Hi All,
I was wondering how Solr people feel about the inclusion of Payload
functionality in the Solr codebase?
From a recent message to the [EMAIL PROTECTED] mailing list:
I'm working on the issue
https://issues.apache.org/jira/browse/SOLR-380 which is a feature
request that allows one to index a "Structured Document" which is
anything that can be represented by XML in order to provide more
context to hits in the result set. This allows us to do things like
query the index for "Canada" and be able to not only say that that
query matched a document titled "Some Nonsense" but also that the
query term appeared on page 7 of chapter 1. We can then take this one
step further and markup/highlight the image of this page based on our
OCR and position hit.
For example:
<book title='Some Nonsense'><chapter title='One'><page name='1'>Some
text from page one of a book.</page><page name='7'>Some more text from
page seven of a book.
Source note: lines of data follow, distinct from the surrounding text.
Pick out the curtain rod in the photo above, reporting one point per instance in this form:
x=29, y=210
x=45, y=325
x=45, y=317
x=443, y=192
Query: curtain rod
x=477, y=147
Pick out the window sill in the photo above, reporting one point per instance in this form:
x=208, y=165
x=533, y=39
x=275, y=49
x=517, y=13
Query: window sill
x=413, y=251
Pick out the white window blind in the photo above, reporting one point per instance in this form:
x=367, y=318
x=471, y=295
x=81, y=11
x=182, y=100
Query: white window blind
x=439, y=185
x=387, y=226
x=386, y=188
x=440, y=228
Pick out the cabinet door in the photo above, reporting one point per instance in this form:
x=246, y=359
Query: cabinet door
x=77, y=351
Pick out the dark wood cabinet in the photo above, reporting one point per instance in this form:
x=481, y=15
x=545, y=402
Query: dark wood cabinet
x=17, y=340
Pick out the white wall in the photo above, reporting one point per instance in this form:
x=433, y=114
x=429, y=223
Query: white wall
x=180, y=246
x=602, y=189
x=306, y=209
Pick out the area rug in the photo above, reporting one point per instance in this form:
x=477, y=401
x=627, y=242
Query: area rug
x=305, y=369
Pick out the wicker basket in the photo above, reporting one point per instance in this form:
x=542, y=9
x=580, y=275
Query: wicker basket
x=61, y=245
Oh and I'm from Canada.</page></chapter></book>
I accomplished this by creating a custom Tokenizer which strips the
xml elements and stores them as a Payload at each of the Tokens
created from the character data in the input. The payload is the
string that describes the XPath at that location. So for <Canada> the
payload is "/book[title='Some
Nonsense']/chapter[title='One']/page[name='7']"
The other part of this work is the SolrHighlighter which is less
important to this list. I retrieve the TermPositions for the Query's
Terms and use the TermPosition functionality to get back the payload
for the hits and build output which shows hit positions categorized by
the payload they are associated with.
Using Payloads requires me to include lucene-core-2.3-dev.jar which
might be a barrier. Also, using my Tokenizer with Solr specific
TokenFilter(s) looses the Payload at modified tokens. I probably
shouldn't generalize this but I suspect it is true. My only issue has
come from the WordDelimiterFilter so far.
In the following example I will denote a token by {pos,<term
text>,<payload>}:
input: <class name='mammalia'>Dog, and Cat</class>
XmlPayloadTokenizer:
{1,<Dog,>,</class[name='mammalia'][startPos='0']>},{2,<and>,</class[name='mammalia'][startPos='0']>},{3,<Cat>,</class[name='mammalia'][startPos='0']>}
StopFilter:
{1,<Dog,>,</class[name='mammalia'][startPos='0']>},{2,<Cat>,</class[name='mammalia'][startPos='0']>}
WordDelimiterFilter:
{1,<Dog>,<>} {2,<Cat>,</class[name='mammalia'][startPos='0']>}
LowerCaseFilter:
{1,<dog>,<>} {2,<cat>,</class[name='mammalia'][startPos='0']>}
Should I create an JIRA issue about the Filters and post a patch?
Thanks,
Tricia